Gervase Markham wrote:
Right. But if you have four levels in the infrastructure, that sort of implies four levels in the UI.

Only if you base your security decisions on the certificate infrastructure only. As beltzner keeps repeating, that's not necessarily a given, or even a good idea.

Given 4 levels of infrastructure, there could be either more or fewer than 4 levels in the UI. As a dumb example, the UI could have two levels: "safe" and "not safe", where "safe" would be level 3 or 4 certificates that you've bookmarked before or level 2 certificates that you've explicitly decided are safe in an earlier browsing session. That sort of thing.

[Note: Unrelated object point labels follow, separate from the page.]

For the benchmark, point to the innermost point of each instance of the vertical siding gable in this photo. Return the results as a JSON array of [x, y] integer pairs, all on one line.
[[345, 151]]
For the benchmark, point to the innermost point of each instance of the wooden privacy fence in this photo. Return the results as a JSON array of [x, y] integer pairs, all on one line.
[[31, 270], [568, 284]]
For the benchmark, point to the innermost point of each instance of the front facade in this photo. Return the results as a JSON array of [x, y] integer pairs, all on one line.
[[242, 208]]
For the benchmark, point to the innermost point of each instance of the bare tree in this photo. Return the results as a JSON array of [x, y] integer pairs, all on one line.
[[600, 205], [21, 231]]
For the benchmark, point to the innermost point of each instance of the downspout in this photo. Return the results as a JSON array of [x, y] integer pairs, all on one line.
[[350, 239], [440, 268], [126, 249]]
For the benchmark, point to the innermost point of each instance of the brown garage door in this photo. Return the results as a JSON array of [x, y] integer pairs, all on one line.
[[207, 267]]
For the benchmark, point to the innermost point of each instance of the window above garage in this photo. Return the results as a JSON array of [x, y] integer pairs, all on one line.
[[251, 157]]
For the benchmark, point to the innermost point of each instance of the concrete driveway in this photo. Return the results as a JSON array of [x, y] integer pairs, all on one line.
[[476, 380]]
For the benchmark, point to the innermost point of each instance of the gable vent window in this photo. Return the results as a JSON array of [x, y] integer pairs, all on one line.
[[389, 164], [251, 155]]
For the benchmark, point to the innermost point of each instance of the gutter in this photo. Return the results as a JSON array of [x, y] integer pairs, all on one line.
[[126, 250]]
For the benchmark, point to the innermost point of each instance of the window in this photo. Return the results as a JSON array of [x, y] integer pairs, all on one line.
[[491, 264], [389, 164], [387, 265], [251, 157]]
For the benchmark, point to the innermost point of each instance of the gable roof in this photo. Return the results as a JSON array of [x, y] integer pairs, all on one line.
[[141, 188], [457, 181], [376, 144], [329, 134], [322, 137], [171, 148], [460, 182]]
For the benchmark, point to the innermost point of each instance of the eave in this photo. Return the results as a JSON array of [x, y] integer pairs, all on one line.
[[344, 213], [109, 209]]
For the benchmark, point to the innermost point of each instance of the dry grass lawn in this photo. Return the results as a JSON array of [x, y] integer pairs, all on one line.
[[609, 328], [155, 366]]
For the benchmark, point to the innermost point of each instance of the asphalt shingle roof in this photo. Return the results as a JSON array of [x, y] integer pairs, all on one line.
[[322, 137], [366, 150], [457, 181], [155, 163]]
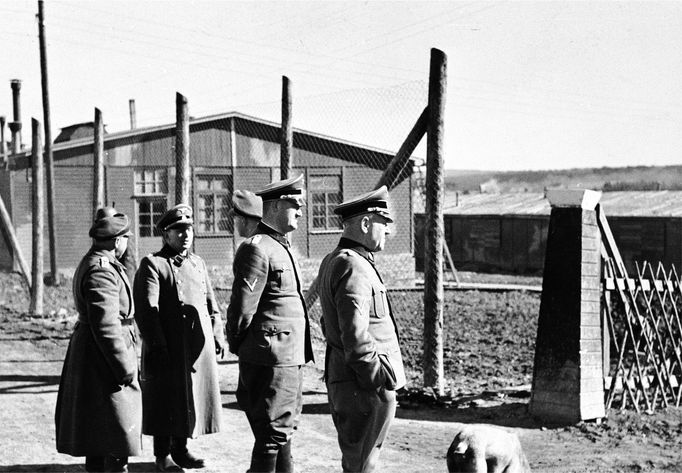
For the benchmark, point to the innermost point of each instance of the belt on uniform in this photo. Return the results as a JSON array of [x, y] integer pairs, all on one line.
[[126, 321]]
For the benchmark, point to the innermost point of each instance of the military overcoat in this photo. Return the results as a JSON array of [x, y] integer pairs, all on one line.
[[97, 412], [267, 321], [177, 313]]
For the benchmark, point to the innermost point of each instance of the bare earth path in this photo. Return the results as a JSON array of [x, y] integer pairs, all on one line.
[[29, 377]]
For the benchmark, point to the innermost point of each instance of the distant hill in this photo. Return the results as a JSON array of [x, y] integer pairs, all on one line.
[[604, 178]]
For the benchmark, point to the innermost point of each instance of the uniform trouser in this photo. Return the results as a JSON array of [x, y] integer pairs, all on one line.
[[96, 463], [362, 420], [272, 399], [165, 444]]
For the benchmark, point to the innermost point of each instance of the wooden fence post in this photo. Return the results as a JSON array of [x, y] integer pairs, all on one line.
[[287, 134], [13, 242], [182, 174], [49, 161], [38, 185], [433, 262], [98, 152]]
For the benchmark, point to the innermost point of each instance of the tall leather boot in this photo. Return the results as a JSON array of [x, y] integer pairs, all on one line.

Add in the fact that different Gecko embeddors might want to make different decisions about how to work the UI, and having a fine-grained certificate infrastructure starts to look like a pretty good idea.

For example, my mother is considering using her credit card at a shop, and the UI indicates (in some way) that it is level 2 secured.

The UI is broken and should be fixed, since "level 2" means absolutely nothing to your mother.

The levels would be useful as a way to give input to the browser, which would then produce an assessment of the page based on the certificate and other factors. As beltzner keeps saying.

Now the question of how fine-grained the certificate levels can be without the whole thing gettting burdensome is a separate (and interesting) one. But from my point of view, the CA world is nowhere close to being "too fine-grained".